CBOT Closing Comments

Soybeans

July soybeans closed at $12.06 ¼, up 5 cents, November beans ended at $10.50, up 21 ½ cents. The old crop/new crop spread narrowed a bit today with 1 to 2 inches of rain in this week's forecast for Indiana and Illinois, further hampering planting progress there. Yield for soybeans planted after June 20th in Illinois will drop as much as 22%, and drop 30% after June 30th according to Purdue University. Talk continues to circulate of China cancelling or rolling old crop purchases into new crop. Thursday's export sales report from the USDA will be scrutinised for evidence of this.

Corn

July corn closed at $4.07 ¾, up 3 ¾ cents. After falling sharply the last three sessions, corn was overdue to take a breather today. Weather for corn growing should be ideal over the next week with warm temperatures and 1 to 2 inches of rain in the major corn growing areas.
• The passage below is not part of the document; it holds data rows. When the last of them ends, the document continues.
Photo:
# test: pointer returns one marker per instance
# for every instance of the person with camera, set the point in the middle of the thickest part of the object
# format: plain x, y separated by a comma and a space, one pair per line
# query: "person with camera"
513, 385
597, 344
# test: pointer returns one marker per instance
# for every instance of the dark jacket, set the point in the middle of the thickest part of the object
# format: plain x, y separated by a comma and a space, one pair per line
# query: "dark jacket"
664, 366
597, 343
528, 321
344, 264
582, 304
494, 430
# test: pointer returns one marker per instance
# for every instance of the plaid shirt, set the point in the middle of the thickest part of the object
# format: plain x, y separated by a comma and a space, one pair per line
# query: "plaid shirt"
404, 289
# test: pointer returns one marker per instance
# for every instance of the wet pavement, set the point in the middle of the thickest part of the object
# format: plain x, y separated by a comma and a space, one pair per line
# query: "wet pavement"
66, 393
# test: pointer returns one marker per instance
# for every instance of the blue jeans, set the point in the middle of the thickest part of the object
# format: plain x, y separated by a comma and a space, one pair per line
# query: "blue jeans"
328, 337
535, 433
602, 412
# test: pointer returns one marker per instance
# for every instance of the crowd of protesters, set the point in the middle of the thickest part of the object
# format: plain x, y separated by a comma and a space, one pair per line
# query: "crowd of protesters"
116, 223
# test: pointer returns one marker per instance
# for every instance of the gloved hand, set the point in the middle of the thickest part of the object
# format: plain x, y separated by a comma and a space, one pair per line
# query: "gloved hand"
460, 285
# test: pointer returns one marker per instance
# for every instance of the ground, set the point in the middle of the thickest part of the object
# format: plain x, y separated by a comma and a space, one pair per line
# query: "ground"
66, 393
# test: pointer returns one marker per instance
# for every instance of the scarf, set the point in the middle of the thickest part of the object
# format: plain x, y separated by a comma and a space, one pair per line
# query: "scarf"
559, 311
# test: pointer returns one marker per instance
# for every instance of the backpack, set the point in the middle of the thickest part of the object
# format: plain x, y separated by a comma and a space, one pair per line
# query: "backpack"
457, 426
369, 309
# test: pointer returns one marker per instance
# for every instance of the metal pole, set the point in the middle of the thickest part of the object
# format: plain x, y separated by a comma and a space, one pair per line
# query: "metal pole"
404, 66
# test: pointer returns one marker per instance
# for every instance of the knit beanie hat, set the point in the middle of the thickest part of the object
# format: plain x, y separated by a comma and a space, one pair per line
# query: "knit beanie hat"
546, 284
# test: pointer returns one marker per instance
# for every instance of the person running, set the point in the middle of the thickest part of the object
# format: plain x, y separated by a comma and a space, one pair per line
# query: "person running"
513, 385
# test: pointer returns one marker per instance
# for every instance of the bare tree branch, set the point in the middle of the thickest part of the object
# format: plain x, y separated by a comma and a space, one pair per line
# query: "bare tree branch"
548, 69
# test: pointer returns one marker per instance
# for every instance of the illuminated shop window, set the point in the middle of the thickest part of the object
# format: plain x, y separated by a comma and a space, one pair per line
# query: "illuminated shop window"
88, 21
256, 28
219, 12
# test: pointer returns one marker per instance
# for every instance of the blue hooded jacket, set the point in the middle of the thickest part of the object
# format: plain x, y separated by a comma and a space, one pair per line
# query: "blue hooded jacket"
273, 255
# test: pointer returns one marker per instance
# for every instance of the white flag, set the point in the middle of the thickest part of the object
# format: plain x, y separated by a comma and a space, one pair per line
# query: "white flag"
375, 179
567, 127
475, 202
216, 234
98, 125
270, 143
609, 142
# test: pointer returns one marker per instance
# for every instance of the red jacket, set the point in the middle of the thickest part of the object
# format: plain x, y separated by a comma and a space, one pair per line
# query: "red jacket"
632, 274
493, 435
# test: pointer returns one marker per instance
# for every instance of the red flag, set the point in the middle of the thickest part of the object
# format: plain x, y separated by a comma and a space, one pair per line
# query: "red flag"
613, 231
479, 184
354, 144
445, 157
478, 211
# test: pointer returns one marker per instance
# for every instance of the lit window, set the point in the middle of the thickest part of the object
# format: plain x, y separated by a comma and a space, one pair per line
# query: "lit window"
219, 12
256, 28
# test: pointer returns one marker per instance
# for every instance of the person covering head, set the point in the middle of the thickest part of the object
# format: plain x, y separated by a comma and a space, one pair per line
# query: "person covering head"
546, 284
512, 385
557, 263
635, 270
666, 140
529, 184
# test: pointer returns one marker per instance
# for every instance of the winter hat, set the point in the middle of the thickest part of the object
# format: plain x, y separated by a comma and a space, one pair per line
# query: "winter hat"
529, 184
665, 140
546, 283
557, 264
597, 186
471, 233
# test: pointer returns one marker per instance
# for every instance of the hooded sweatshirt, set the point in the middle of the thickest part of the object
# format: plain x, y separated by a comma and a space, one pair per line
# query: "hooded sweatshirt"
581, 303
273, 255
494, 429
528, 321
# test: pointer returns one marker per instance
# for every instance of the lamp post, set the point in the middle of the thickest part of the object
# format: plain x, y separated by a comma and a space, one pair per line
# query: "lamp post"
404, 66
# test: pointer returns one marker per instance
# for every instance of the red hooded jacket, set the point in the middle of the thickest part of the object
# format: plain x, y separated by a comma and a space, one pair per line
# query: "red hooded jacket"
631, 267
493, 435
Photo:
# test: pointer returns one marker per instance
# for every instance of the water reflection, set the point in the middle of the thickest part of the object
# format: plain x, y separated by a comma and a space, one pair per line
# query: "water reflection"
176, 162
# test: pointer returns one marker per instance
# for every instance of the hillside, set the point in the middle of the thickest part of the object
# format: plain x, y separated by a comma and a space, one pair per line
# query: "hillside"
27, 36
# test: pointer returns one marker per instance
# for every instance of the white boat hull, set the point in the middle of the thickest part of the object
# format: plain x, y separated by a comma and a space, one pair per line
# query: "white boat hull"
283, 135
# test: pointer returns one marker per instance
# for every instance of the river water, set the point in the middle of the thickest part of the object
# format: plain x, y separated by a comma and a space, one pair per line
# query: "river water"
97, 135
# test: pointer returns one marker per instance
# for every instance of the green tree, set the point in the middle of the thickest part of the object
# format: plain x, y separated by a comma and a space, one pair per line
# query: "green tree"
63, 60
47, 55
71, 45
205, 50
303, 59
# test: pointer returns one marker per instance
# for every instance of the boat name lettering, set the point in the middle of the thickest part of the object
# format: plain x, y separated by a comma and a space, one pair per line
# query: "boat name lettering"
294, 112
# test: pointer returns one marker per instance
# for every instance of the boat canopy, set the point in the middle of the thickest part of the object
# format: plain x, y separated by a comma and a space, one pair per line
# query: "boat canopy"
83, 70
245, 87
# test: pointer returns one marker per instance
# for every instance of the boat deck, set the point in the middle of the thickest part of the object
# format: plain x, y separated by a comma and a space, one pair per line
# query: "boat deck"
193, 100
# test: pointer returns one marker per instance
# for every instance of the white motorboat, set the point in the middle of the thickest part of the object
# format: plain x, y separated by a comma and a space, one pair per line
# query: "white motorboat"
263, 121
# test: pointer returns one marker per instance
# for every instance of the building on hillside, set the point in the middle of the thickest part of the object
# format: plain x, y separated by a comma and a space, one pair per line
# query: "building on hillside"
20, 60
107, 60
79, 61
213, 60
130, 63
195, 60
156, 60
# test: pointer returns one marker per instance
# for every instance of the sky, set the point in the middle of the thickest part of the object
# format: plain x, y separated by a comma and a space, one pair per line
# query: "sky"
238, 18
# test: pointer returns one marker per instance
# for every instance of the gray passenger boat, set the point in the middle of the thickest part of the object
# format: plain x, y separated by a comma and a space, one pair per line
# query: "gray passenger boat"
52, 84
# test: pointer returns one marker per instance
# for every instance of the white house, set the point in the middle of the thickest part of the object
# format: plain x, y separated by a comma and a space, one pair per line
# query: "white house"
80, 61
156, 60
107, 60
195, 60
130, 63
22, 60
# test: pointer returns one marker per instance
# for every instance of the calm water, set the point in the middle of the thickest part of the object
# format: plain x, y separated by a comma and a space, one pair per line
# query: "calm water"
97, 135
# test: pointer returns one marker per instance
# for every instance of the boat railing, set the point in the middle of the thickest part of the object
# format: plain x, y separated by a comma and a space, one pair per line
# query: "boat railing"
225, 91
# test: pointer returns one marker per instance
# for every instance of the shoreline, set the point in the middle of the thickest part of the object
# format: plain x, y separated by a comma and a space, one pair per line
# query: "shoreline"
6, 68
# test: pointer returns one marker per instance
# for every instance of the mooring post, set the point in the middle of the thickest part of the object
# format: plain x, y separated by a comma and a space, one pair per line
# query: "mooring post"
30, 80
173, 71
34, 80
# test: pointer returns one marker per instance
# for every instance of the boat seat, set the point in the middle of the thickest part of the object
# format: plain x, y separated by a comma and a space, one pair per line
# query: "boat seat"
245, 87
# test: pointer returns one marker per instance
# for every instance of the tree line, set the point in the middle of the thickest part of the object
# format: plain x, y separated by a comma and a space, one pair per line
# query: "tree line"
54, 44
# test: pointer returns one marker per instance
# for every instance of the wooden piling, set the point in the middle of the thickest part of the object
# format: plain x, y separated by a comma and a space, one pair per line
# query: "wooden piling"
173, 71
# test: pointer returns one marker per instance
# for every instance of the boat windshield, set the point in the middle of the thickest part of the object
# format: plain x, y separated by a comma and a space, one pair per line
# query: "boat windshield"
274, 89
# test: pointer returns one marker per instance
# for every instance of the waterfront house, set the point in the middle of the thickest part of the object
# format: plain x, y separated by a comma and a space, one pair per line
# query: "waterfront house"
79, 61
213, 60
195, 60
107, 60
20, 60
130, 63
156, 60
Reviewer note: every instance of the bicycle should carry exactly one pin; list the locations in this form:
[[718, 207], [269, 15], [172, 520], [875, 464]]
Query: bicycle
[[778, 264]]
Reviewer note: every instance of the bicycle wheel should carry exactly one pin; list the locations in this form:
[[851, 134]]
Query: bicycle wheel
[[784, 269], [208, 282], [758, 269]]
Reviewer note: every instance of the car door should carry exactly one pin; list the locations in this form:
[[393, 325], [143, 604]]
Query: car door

Trade talk is that anywhere up to 3 million acres of corn might end up getting switched into beans due to persistent rain throughout the last six weeks. That's probably a bit overdone, with most farmers seemingly finding a way to get their corn in one way or another.

Wheat

July CBOT wheat closed at $5.66, up ¼ cents. Wheat was once again the weakest leg of the "holy trinity" of corn, beans and wheat. Export demand remains slack, and tomorrow's USDA weekly export sales report looks unlikely to throw up any big surprises. The Australian Bureau of Meteorology says signs of an El Nino event have strengthened over the last two weeks to more than double the normal risks of the weather event. That is a potential threat to a wheat crop that is only just in the ground. In Argentina too, the 2009 crop is already shrinking. The Buenos Aires Cereals Exchange cut it's estimate on wheat plantings there to 2.96 million hectares, from 3.2 million a week ago. That's the lowest area on record.